Mundo dual. Los analistas de estrategia militar avisan a los gobiernos de que la guerra que viene, que está llegando, que ya asoma la nariz, es cibernética, telemática, usa las armas de la sociedad de la información y la comunicación, y las modernas iniciativas de defensa estratégica no deben preocuparse por los misiles balísticos intercontinentales que puedan lanzar las otras potencias sino por la capacidad del potencial enemigo para penetrar los cortafuegos de la informática militar y llegar a inutilizarla o controlarla. O de la informática financiera, la que abre y cierra los semáforos en las calles del dinero virtual y le permite circular con eficacia. ¿Imaginan la magnitud de la catástrofe si dicho sistema entrara en apagón general y dilatado?

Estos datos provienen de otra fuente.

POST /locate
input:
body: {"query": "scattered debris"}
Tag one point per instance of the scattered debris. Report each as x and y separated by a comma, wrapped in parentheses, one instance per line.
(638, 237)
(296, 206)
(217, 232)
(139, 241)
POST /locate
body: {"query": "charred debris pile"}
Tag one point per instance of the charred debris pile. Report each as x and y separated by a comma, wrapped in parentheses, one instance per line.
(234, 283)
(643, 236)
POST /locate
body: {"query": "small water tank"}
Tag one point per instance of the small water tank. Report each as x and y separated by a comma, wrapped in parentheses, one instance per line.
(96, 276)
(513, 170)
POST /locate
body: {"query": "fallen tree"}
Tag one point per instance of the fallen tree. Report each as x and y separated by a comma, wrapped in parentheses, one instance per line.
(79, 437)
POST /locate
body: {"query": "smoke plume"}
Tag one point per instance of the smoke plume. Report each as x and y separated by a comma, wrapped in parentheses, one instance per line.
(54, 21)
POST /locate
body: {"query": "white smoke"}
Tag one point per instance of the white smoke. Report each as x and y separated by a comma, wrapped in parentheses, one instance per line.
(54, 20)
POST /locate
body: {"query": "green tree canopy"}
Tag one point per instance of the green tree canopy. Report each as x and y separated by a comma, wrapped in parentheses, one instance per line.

En los últimos tiempos se suceden las noticias más o menos oficiosas sobre ciberataques atribuidos al malo de turno o a algún gran competidor económico, y surge la angustia: ¿es posible que un ejército de hackers orientales conquiste Occidente a golpe de virus informático, sin moverse de casa, sin mancharse las manos de sangre? Estas son las preocupaciones de los analistas, y no falta quien sospecha que ya se dan batallas en este terreno, aunque no trasciendan por similares razones a las que mantenían ocultas las batallas y las víctimas de los enfrentamientos entre servicios secretos durante la Guerra Fría.

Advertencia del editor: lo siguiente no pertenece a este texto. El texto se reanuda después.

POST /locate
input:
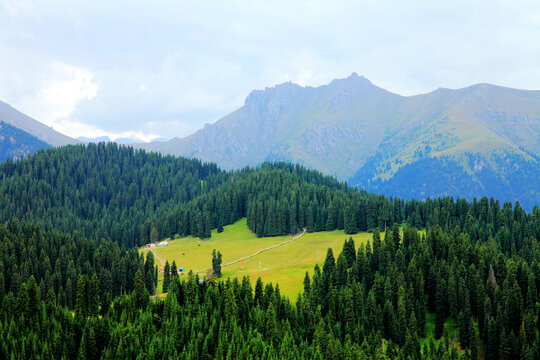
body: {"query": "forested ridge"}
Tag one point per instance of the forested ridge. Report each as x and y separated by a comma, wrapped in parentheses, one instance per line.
(72, 286)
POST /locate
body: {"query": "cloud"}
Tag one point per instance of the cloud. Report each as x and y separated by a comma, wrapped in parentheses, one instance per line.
(68, 85)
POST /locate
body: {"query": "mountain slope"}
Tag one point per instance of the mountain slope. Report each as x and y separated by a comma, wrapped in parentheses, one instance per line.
(43, 132)
(359, 132)
(332, 128)
(16, 144)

Pero, mientras tanto, persisten las guerras del estilo antiguo, basadas en la vieja práctica de ocupar territorios y controlar a su población. No hay más que observar el sur y el este del Mediterráneo. Libia, Siria y, al lado, Irak. Guerras oficialmente no declaradas entre ejércitos y milicias, en las que se conquistan enclaves, refinerías y ciudades, y en las que estas últimas son machacadas como en la Segunda Guerra Mundial. Ruinas, cascotes, muertos, heridos y refugiados por cientos de miles, los más afortunados de los cuales están lo bastante cerca para llamar a las puertas de la desconcertada e inoperante Europa, aun a riesgo de morir en el mar, mientras los menos afortunados se hacinan en parajes desérticos, con el sentimiento de ser el subproducto no reciclable de un choque de intereses entre poderosos sin escrúpulos. Aquí mandan el lanzador de cohetes y el kalashnikov. Guerras tribales de segunda división, financiadas por poderes regionales que juegan al ajedrez de la hegemonía en territorios que el colonialismo llenó de fronteras artificiales y estados condenados al fracaso. Buscar la manera de hackear el Pentágono y Wall Street o reducir ciudades a escombros a medida que avanzan las tropas: dos formas de hacer la guerra en la misma década.